In general, coffee is widely distributed in two types: raw beans that have not undergone a roasting process and raw beans that have undergone a roasting process. In the case of raw coffee, the shelf life is usually about two years, but the disadvantage is that it must be consumed after grinding through a direct roasting process. On the other hand, when roasting, the flavor is blown away quickly, so the expiration date is greatly reduced depending on the packaging method, decreasing from 1 month to 5 months.

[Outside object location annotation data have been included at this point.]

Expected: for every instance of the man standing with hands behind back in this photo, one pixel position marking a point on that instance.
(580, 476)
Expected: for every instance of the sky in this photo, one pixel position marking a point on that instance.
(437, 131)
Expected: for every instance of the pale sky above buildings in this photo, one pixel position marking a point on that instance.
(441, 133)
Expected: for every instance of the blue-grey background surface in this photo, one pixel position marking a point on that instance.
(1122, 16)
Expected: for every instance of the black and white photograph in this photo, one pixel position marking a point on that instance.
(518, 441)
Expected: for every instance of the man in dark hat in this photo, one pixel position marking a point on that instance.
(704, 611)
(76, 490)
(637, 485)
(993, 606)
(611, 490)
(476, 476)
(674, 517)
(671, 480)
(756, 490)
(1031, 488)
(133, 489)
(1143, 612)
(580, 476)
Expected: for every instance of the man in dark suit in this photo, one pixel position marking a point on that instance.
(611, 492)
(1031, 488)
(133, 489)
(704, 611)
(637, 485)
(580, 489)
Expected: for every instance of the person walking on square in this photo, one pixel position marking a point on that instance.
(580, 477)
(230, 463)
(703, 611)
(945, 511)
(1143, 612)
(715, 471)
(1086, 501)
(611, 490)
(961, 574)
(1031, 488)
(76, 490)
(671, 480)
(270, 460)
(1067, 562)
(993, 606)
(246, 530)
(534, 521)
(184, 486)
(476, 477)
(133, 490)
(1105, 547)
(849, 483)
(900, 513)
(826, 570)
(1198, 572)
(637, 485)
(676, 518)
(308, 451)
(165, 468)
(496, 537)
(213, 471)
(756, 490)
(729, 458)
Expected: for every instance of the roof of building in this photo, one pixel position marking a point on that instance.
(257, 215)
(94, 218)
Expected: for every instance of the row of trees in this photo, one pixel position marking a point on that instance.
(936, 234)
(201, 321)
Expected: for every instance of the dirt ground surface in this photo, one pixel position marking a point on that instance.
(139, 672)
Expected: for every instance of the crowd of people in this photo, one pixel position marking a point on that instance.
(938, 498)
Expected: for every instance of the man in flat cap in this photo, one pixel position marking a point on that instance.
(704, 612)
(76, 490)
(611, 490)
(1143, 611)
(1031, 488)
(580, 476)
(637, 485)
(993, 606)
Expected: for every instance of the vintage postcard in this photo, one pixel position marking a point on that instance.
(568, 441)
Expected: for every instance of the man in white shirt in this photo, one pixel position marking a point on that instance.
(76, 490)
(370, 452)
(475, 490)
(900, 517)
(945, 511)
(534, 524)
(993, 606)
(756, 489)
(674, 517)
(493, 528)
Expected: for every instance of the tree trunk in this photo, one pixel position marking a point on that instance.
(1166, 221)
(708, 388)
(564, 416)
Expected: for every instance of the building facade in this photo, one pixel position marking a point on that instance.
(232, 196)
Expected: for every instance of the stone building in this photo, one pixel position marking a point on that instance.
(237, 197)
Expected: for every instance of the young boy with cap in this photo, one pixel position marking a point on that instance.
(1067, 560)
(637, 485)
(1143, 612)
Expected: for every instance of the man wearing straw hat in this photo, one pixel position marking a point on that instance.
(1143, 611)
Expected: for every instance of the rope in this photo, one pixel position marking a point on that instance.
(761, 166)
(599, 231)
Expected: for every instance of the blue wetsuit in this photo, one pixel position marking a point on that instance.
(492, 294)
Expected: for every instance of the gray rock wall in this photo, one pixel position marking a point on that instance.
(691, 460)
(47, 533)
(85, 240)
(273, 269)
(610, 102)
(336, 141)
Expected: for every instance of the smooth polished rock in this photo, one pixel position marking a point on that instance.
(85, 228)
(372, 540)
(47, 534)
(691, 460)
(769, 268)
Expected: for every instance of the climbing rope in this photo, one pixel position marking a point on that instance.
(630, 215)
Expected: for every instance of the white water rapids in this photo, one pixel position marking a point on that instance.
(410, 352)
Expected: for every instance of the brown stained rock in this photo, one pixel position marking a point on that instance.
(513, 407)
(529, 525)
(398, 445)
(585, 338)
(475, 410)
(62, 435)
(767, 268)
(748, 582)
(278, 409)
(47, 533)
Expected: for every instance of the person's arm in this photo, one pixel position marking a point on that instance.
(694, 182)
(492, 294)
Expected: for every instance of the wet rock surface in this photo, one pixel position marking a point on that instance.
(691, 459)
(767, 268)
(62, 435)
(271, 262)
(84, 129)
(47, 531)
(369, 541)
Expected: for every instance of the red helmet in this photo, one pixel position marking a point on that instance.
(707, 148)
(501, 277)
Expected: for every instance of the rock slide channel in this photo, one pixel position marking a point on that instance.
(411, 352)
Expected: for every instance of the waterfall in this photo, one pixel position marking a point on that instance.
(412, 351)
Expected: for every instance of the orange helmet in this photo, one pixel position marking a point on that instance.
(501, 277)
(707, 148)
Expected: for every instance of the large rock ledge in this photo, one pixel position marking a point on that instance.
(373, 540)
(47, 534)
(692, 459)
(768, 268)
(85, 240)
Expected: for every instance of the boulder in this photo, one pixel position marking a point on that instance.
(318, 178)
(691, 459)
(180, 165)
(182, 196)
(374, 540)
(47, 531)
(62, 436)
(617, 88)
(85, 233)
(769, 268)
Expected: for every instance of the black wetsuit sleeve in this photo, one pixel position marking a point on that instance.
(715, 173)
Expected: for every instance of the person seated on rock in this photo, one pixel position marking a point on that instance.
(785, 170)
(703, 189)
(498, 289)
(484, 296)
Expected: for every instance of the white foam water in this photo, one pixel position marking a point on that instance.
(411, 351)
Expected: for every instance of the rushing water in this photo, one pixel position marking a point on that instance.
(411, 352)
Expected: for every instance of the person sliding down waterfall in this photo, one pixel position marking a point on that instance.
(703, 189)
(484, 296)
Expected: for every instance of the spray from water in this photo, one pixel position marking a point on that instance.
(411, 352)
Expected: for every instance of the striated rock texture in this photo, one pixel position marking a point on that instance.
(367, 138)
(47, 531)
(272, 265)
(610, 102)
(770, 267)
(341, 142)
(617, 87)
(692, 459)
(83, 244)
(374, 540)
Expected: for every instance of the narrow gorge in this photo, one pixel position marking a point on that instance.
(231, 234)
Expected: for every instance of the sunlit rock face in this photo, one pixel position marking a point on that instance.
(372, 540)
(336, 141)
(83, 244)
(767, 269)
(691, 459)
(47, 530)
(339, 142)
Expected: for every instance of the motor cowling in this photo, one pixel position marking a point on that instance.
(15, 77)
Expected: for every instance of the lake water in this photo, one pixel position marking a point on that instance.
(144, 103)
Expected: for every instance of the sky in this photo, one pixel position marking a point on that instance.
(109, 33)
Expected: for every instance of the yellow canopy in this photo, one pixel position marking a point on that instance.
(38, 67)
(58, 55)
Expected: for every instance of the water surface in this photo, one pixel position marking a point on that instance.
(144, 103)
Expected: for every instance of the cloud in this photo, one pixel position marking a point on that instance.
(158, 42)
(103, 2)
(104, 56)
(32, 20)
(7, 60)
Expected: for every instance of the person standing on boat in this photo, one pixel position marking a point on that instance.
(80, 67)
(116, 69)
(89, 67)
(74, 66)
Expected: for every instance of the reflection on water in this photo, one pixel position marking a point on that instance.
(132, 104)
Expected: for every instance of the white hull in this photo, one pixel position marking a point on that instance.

In addition, since coffee has a fixed production location and is delivered worldwide, when the distribution process of roasting coffee is long, the original aroma decreases, so in recent years how to roast raw coffee or roast it at home to feel the fresh aroma of coffee. As this demand is gradually generalized and the demand for high-quality coffee increases, a packaging method is required to maintain its aroma and taste to the maximum. In the case of green beans, it is necessary to maintain about 12% moisture to maintain the highest quality. Do.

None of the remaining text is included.